An early-stage company’s first order of business is to find product-market fit and by definition haven’t settled on long-term business processes yet. At this stage, while manual processes abound, integrations are pain-point based and reactive, driven by individuals solving their own issues on an as-needed basis.
Gradually, companies start to grow and adopt a few foundational SaaS apps. While there is more attention paid to operational issues, integrations tend to be reactive: An app is acquired, a particular pain is felt, and there is an immediate need that requires being solved right then and there. The typical first response is to rely on out-of-the-box native integrations, vendor-built integrations, and, in some critical cases, building a direct API integration with technical resources.
However, developing companies are beginning to notice and understand some of the limitations of these integration methods:
- There might be dozens of applications integrated via a hodgepodge of native integrations, multiple vendor-built, point-to-point integrations, and direct API integrations. This quickly becomes a maintenance and compliance nightmare to track and update.
- This integration approach is very limiting, handling only specific use cases that were built out of the box for two specific applications. If business processes become more sophisticated, or if they span three or more applications, this may require customizations that are largely unsupported.
At this point, companies start dedicating resources toward IT and operations for centralizing resources. IT and operations holistically build and own enterprise-wide integrations, collaborating with different teams to design solutions for automating business processes across departments. Additional key foundational SaaS apps have been implemented, and more and more specialized SaaS apps are regularly adopted. As a result, the need for integration has increased exponentially
However, because processes are better defined, companies at this stage are better at proactively identifying operational issues and the requirements to address them. This is the point where consider or even adopt an integration platform, or iPaaS, to accelerate the time needed to build and reduce the cost to maintain these integrations.

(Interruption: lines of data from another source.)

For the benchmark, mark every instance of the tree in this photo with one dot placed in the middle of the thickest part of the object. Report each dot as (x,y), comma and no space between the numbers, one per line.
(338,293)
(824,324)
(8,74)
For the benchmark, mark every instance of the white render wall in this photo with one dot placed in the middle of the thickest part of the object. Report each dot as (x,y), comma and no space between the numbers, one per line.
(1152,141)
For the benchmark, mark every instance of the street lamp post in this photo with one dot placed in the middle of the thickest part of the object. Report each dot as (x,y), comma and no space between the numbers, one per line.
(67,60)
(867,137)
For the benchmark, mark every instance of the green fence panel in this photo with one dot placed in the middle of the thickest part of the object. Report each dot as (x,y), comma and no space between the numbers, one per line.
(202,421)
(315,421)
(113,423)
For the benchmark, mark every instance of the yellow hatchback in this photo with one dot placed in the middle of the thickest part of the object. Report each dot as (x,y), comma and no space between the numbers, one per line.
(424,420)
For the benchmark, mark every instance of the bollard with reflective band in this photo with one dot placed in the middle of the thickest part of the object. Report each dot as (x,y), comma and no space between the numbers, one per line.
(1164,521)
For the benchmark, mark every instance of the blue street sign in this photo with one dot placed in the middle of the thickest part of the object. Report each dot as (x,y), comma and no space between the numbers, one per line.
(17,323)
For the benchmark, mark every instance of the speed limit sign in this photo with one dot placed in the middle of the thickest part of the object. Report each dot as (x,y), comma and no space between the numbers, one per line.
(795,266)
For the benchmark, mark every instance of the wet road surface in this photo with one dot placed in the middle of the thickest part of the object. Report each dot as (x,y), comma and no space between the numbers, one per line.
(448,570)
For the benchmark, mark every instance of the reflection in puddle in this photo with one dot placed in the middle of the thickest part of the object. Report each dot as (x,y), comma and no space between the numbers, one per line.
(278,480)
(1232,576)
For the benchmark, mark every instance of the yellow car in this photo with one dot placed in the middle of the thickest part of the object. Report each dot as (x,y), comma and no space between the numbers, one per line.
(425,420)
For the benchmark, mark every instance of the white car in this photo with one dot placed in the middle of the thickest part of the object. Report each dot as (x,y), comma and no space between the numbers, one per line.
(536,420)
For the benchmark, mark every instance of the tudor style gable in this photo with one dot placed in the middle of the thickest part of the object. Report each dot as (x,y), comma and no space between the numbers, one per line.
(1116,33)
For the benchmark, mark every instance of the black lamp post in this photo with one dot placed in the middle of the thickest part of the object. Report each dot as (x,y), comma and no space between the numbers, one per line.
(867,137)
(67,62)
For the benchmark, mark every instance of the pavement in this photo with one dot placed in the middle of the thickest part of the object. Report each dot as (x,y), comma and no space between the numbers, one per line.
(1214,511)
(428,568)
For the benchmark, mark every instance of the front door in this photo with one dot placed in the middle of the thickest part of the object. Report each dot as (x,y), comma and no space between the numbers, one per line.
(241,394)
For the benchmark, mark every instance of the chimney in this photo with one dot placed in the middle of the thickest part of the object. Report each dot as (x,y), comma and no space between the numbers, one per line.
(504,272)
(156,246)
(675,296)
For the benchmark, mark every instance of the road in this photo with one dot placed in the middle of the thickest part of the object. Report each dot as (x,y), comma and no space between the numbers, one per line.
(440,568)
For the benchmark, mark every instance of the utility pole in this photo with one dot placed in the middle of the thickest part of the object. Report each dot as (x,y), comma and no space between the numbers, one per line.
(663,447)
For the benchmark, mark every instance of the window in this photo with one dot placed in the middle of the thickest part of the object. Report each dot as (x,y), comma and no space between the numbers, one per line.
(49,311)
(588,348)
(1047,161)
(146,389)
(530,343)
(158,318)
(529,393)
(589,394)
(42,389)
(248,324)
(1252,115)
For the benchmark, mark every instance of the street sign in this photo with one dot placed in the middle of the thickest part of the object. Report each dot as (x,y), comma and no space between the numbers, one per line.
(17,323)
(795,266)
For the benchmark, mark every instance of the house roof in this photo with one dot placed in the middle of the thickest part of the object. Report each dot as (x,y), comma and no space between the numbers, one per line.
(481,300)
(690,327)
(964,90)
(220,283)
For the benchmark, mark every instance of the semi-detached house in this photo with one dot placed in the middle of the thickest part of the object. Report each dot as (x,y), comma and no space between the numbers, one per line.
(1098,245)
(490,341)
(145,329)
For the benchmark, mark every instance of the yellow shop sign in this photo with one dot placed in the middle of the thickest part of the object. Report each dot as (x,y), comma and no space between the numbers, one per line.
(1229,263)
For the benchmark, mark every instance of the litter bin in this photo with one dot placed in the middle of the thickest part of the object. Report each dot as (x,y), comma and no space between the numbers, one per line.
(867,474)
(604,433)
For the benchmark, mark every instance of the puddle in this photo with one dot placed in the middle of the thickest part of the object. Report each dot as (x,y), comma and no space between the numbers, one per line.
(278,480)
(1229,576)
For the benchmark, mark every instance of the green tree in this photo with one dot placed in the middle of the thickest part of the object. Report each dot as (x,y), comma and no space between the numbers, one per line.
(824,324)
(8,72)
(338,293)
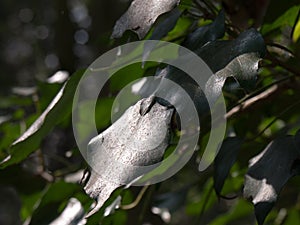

This is the stage that most companies should be striving for to find the right balance. At this point in their integration journey, many companies have an iPaaS and have federated it for both IT and business users to build and maintain the integrations that suit their needs. The IT team handles mission-critical integrations because they touch multiple departments, resources, and business applications. Meanwhile, business users from other teams and departments can handle certain processes, automations, or integrations on their own. With the help of an iPaaS, integration is seen as a strategic advantage to proactively get ahead and drive the business forward.
This is the Holy Grail of the integration maturity model. At this point, the organization has mostly moved away from a “pain-point” model of integration; instead, integration is seen as a strategic advantage to proactively get ahead and drive the business forward. These companies have built an automation flywheel that is continuously optimizing business processes, integrations are fully standardized on an iPaaS and federated across departments, and IT is actively seeking ways for the company to do more with fewer resources.
Where Does Your Company Fit In Integration Maturity Model?
Chances are, your company is feeling the pain of manual processes and lack of visibility that normally comes with the adoption of business apps at scale. It is ok to be on the left side of the integration spectrum, as long as you understand where you stand, and what you and your company gains by proactively driving your integration strategy to the right.